The student has not achieved the learning objectives of the course.

Assessment criteria: level 1 (assessment scale 1–5)

A student will be able to
- utilize resources available and make independent decisions to some extent.
- utilize big data networks.
Active participation to the course is required in
- discussion and
- in team work.
Assignments
- the level of returnings can be considered as passed.
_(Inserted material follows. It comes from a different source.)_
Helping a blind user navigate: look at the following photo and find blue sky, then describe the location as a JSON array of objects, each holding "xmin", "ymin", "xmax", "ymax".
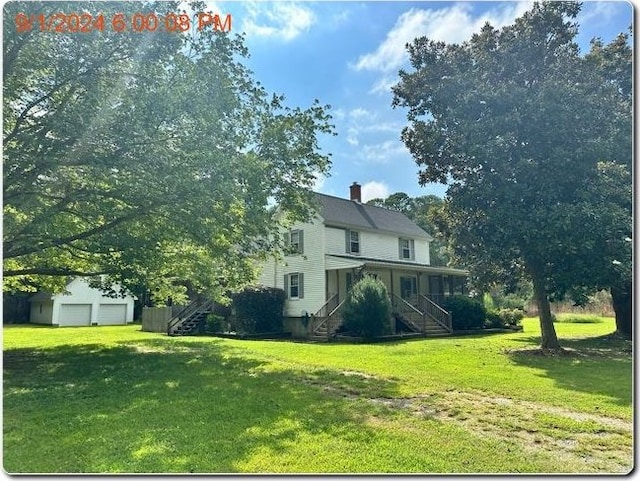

Assessment criteria: level 3 (assessment scale 1–5)

A student will be able to
- independently utilize and apply resources available.
- effectively utilize big data networks.
- set and justify objectives that can help develop the contents of the course.
Active participation to the course is required:
- discussion
- team work: give a helping hand if needed
Assignment
- the level of returnings is the desired level (correct and passed) of given assignments

Assessment criteria: level 5 (assessment scale 1–5)

A student will be able to
- independently manage the course as a process to learn different aspects of big data as a whole from start to finish.
- utilize, critically appraise and apply resources available.
- utilize big data networks in a diverse and innovative manner.
- set and justify strategic objectives that help reform the contents of the course.
Active participation to the course is required:
- discussion: be a positive interlocutor, advance the discussion forward into relevant topics, justify opinions
- team work: recognize a need for helping hand of a fellow student, and give one if needed
Assignments
- the level of returnings exceed the required level of given assignments.